Following a post-mortem examination a consultant histopathologist, Dr Thomas, gave the cause of death as “aspiration pneumonia with locally advanced carcinoma of the lung”. However, at the inquest Dr Thomas changed his opinion. Having heard the factual witness evidence he said he now wasn’t clear if choking had occurred and that the food material he saw in the lungs might have come from the stomach rather than from aspiration. Dr Thomas now gave a different cause of death – pneumonia caused by lung cancer – which the assistant coroner accepted as part of his conclusion.

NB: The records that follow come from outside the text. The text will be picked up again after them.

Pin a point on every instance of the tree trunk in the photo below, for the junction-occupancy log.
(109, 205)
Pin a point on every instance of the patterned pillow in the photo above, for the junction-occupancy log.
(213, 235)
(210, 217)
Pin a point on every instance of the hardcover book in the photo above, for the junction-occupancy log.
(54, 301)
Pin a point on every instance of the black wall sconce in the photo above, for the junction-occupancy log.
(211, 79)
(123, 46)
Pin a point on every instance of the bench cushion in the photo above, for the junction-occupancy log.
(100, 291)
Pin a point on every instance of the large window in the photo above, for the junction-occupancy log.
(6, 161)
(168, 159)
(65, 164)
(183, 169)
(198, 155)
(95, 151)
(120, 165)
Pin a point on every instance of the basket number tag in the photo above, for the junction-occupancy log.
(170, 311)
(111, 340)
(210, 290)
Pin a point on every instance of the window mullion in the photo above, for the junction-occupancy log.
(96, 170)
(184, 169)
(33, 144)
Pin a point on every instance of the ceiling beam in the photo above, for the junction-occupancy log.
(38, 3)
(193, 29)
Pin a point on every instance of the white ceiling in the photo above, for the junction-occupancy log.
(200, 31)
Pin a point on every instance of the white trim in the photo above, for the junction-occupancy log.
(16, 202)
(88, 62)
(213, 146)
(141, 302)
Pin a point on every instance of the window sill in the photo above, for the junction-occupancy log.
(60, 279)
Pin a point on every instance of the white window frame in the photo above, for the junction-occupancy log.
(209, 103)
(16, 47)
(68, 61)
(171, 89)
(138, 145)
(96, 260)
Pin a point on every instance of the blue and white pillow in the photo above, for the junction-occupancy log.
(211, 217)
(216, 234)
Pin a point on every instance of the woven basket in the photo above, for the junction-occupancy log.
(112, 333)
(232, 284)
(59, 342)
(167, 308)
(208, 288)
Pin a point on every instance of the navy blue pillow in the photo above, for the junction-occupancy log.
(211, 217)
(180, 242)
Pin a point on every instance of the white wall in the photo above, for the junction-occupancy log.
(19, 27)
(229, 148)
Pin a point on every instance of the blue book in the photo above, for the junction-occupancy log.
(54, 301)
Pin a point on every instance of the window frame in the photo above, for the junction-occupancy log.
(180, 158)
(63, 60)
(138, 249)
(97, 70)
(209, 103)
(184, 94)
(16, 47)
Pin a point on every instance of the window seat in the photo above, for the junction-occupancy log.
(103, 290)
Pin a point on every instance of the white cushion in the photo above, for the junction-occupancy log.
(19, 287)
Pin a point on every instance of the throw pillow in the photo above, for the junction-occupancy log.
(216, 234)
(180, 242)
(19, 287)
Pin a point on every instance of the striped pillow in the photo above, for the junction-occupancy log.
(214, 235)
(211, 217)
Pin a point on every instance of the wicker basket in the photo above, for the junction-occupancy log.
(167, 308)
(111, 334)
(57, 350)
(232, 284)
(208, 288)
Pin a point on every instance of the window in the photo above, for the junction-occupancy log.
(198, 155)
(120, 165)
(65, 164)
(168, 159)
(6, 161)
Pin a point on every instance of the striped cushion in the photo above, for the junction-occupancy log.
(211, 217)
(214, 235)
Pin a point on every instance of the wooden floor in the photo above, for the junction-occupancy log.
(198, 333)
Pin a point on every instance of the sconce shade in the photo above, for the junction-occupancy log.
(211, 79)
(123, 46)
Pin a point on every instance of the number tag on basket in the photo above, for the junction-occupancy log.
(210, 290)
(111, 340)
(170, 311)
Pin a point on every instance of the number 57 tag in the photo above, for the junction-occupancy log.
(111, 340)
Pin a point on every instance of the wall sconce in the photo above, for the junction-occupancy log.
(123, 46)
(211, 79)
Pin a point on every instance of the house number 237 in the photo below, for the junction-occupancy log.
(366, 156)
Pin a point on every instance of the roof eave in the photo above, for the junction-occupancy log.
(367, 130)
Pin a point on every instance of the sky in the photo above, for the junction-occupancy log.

However, the deceased’s daughters had legitimate concerns about how their mother had been fed and and so after the inquest obtained an independent expert pathologist’s opinion. Professor Soilleux gave a damning analysis of Dr Thomas’s evidence. Not only had the original cause of death been correct, but the deceased had died from the worst aspiration pneumonia this expert had ever seen under the microscope.

This was probably suicide: the criminal standard of proof is no longer required.

R (Maughan) v HM Senior Coroner Oxfordshire and others [2018] EWHC 1955 (Admin)

In a roller-coaster judgment the High Court has revolutionised the approach to the conclusion of suicide in the coroner’s courts and has determined that whether the deceased died as a result of suicide is to be determined on the civil standard of proof – on the balance of probabilities.

Judgments such as this are an extremely important reminder to all lawyers of the dangers of making the assumption “it must be right because that’s how it has always been”. Applying the doctrine of stare decisis means the Court would doubtless now say to us all that “whatever you have all been assuming was always the case, you were actually always wrong”.

The Claimant submitted that decades (if not centuries) of case law had established that a verdict of suicide at an inquest could only be returned on the criminal standard of proof; Leggatt LJ and Nicol J, however, found that the authorities simply did not bear this out.